Open auction: After six years, CDA to re-open pump to generate funds

Rent generated from the pump is deposited in a fund for the welfare of poor employees.

The petrol pump at the Embassy Road in G-6/4 was shut down after the tenant moved court against increase of the rent in 2006.

ISLAMABAD:


Six years after a petrol pump was shut down, the Capital Development Authority (CDA) will reopen it to generate funds for the welfare of its poor employees. This was decided in a recent board meeting of the authority, officials said.


The CDA will hold rent out the plot of the petrol pump in G-6/4 through an open auction.

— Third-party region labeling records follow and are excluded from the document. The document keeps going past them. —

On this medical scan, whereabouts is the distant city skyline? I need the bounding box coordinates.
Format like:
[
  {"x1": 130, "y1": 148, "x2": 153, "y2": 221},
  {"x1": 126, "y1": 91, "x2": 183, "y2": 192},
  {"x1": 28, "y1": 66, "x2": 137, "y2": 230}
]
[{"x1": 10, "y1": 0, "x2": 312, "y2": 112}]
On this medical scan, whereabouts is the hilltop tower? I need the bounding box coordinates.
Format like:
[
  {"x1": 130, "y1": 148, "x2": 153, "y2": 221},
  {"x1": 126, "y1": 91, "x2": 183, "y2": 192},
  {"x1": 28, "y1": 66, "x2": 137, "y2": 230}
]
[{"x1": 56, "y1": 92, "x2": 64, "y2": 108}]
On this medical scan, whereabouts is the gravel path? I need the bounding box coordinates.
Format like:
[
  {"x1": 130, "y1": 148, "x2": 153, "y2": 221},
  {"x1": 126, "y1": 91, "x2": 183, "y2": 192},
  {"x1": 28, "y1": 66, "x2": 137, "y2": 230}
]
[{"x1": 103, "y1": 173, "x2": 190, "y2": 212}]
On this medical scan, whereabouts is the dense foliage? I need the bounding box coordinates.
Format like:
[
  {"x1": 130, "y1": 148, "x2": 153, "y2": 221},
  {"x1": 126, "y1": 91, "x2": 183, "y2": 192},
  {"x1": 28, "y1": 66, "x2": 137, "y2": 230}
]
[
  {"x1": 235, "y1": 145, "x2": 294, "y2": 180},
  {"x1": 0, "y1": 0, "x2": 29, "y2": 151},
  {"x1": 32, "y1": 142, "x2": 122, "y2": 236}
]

The board directed the member administration to prepare a summary for the auction after consulting the law wing and present the report in the next meeting.

Back in the seventies, the CDA’s Staff Welfare Committee (SWC) had purchased two sites for petrol pumps in sectors F-6/1 and G-6/4. In 1973, the CDA had rented out land in G-6/4 against Rs1,000 per month to S.M. Ismail for a 30-year-period. In 1975, the other plot was given to Pakistan State Oil at Rs1,500 per month.


The petrol pump at the Embassy Road in G-6/4 was shut down after the tenant moved court against increase of the rent in 2006. The inordinate delay in reopening of the station incurred huge loss to the Staff Welfare Fund (SWF), which is used to support widows, orphans and marriage grants to deserving families.

Due to the closure of the petrol pump, the requests for assistance from deserving employees had been piling up with the SWC, officials said.

The controversy started after the CDA board decided to conduct open auction of both sites through transparent manner in August 2000. When the CDA directed the tenant to vacate the site in December 2002, Ismail obtained a stay order from a court.

In 2006 the Supreme Court ruled in favour of the CDA. The highest bid CDA received was Rs800,000 per month, but the plot was not handed over due to negotiations over the equipment installed by the pump’s former owner.

In the meeting, CDA Secretary General Mazdoor Union Chaudhry Yasin said he had repeatedly requested the CDA high-ups to decide the fate of the land. “We asked the CDA either to run the outlet itself or dispose it of through auction to generate revenue,” he said.

Published in The Express Tribune, January 9th, 2013.